This dataset contains data about some hundreds of patients mentioning:
- Age
- Sex
- Exercise Include Angina(1=YES, 0=NO)
- CP_Type (Chest Pain) (Value 1: typical angina, Value 2: atypical angina, Value 3: non-anginal pain, Value 4: asymptomatic)
- ECG Results
- Blood Pressure
- Cholesterol
- Blood Sugar
- Family History (Number of persons affected in the family)
- Maximum Heart Rate
- Target (0 = LESS CHANCE , 1 = MORE CHANCE)
Aim#
- Building a Predictive Model using NaΓ―ve Bayesian Approach (Which features decide heart attack?)

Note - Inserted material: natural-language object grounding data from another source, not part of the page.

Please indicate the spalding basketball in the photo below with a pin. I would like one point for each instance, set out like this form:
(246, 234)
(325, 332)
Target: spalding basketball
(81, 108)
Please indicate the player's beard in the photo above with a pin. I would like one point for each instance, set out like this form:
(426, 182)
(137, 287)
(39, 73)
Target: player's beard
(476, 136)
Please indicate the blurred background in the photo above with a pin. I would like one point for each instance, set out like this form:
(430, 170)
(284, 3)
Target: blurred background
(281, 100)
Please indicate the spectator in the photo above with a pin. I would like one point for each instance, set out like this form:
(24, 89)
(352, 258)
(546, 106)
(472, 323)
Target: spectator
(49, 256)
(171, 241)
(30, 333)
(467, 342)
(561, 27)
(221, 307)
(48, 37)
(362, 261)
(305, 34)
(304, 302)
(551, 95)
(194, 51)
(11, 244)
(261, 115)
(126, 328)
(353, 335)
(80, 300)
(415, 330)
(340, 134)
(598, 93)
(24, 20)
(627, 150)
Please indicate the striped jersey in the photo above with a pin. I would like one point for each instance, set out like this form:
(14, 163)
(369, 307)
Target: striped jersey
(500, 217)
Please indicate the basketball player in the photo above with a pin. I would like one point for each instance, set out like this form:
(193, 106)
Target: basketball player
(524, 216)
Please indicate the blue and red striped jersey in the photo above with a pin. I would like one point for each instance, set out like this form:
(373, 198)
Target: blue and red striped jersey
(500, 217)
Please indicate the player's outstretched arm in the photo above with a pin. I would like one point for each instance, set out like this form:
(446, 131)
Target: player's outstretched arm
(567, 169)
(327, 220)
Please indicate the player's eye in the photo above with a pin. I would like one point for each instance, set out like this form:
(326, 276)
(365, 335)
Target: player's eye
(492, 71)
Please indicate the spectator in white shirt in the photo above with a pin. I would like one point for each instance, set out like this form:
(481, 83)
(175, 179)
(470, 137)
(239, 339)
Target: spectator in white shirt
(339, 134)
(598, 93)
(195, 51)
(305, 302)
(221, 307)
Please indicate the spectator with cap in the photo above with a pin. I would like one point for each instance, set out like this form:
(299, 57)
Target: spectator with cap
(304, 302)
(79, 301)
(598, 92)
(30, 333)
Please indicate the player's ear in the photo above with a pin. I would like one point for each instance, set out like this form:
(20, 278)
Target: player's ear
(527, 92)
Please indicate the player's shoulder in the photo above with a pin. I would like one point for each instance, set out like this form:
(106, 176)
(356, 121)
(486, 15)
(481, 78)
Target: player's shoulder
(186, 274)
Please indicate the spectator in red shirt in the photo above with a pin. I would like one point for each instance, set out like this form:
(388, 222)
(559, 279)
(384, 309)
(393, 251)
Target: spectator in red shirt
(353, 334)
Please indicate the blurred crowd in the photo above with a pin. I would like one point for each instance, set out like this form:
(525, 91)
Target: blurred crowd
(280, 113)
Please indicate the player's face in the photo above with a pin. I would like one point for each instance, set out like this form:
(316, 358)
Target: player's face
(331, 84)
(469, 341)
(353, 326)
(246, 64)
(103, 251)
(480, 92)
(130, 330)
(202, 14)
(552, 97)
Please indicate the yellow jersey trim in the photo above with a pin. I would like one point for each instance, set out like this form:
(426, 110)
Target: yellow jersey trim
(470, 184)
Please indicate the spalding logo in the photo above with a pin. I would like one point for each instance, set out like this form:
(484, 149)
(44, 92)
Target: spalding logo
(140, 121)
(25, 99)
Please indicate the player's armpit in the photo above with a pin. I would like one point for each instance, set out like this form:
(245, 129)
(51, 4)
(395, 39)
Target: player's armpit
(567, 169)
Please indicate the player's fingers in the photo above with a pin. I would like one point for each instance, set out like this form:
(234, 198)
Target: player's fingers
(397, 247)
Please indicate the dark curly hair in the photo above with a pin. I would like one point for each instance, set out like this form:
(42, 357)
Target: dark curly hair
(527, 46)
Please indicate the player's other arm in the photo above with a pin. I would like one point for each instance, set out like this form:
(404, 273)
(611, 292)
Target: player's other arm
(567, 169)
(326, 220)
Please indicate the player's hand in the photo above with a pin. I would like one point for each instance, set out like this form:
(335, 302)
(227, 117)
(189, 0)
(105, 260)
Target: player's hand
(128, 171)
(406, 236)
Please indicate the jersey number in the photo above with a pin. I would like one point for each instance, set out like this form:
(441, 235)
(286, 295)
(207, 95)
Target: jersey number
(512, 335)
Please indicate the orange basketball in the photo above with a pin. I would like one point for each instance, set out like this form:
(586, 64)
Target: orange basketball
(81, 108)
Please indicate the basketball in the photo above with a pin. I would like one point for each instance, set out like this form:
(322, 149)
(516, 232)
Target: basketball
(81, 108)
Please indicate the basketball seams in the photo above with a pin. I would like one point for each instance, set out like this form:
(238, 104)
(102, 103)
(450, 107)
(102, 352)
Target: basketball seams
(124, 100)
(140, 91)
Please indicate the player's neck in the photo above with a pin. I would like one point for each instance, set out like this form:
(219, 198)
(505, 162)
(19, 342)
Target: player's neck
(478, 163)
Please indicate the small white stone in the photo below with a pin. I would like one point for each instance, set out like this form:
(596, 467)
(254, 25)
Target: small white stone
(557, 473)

- Comment on the performance of this model using AUC-ROC, Precision, Recall, F_score, Accuracy
You need to
1. Preprocess the data to enhance quality
2. Carry out descriptive summarization of data and make observations
3. Identify relevant, irrelevant attributes for building model.
4. Use data visualization tools and make observations
5. Carry out the chosen analytic task. Show results including intermediate results, as needed
6. Evaluate the solution
Following are some points for you to take note of, while doing the assignment in Jupyter Notebook:
- State all your assumptions clearly
- List all intermediate steps and learnings
- Mention your observations/findings
Submission Plan#
The following will be done in this notebook:
1. Verify the datatypes of the values given in the dataset and validate with the information given in the document.
2. Check for invalid values based on domain knowledge by checking if values are present in humanly possible ranges.
3. Figure out which columns are numeric and categorical based on the unique values each column has and based on information given in the assignment document.
4. Check for trends among numerical features and among categorical features to see if feature reduction can be done (via pairplots etc)
5. Check which numerical attributes are relevant and which are irrelevant and drop irrelevant ones.
6. Scale numerical attributes with a standard scaler.
7. Train a gnb MODEL 1 where it is fit with data where only scaling is done to numerical data.
8. Check for outliers via boxplots and remove them with IQR method.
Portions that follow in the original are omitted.